Şöhret olmanın yolu, samimi müslümanların inancına karışmaktan geçince; birileri fetva üstüne fetva yağdırdı; birileri hayvan haklarını gündeme getirdi, birileri kurban kesmenin ekonomik kayba sebep olduğu iddialarını gündeme getirdi.
Bazıları hayvan kesiminin vahşet eseri olduğunu ileri sürdü, sanki kurbanlıklar et için kesilmeyecekmiş gibi.
"Büyük felaketlerden kurtuluşları da dini ve milli imanın birleşmesiyle mümkün olan bu millete" adeta kurban kestirmemekti niyetleri.

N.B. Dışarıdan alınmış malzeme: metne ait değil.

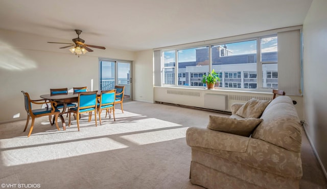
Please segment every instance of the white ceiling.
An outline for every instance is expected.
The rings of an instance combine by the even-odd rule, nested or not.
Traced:
[[[312,2],[1,0],[0,28],[137,51],[301,25]]]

"En yeni hayat şartları içinde bile vicdanlara büyük rehber olan; çalışmak, yükselmek, yenilikler yapmak gibi insan hareketlerinin en üstünlerine her asırda ışık tutabilecek yegane toleranslı din olan islamiyeti anlamak şöyle dursun, anlamamak yolunda vicdansızlık yarışına girenler" hiç işleri, selahiyetleri ve hakları olmadığı halde inanların, kafasını karıştırıp, belirsiz adreslere sürüklemek istiyordu samimi inançlıları.
Bayram günü geldiğinde de, "her türlü dini duyguları, Allah inancını ve müslüman ahlakını inkar edenlerin ortasında kim, şimdi neyin bayramını yapacak" diye merak etmeye, endişelenmeye başladı temiz inanç sahipleri.
"Bayramları sadece ruhaniyetsiz bir tatil günü haline getirip, bu günleri eğlenmek, belki de inanışa aykırı hareketlerle eğlenmek yolunda kullananlar"dan bir kısmı emeline nail olamadı çok şükür.
Müslüman mahallesinde salyangoz sattırmaya kalkışanlara kesin bir reddiye biçiminde; inanlar ibadetlerini yerine getirip, kurbanlarını kestiler Allah'a. (cc)
Ekonomik krizin, sosyal bir çöküş, bozulma ve bunalım yaratmasını bekleyenleri; hatta kalkışma umanları, sükutu hayale uğratacak bir biçimde kurban kesildi bu yıl. Çocuğunun tahsil masrafını karşılamakta güçleneler bile her şeye rağmen kurban kestiler.
Bu durum aslında, kendi inançlarıyla alay edenlere bir öfke ve tepki olduğu kadar; çaresiz hale düşürülenlerin, yaratıcıya daha samimi bir biçimde sığınmalarıyla izah edilebilir.
Ülkede ekonomik krizin olduğu elbette gerçektir; sıkıntıların, kısmi bunalımların olduğu da.
Bu gibi hallerde çekilen zorlukların, öfke halinde isyana dönüştürülmesi, "ajite" edilmesi de mümkündür. "Allah devlete ve millete zeval vermesin" diyenler ise, bu beklentilere asla çanak tutmazlar. Sosyal umutsuzluğun, yaratana güvenmek ve Ona sığınmakla izale edilebileceğini bilir onlar.
Devletin bekası ve milletin refahı için yüce yaradana yönelip, dua etmeyi görev bilir samimi ve saf inanç sahipleri. Şükür öyle olmuş, kervan da yürümüştür.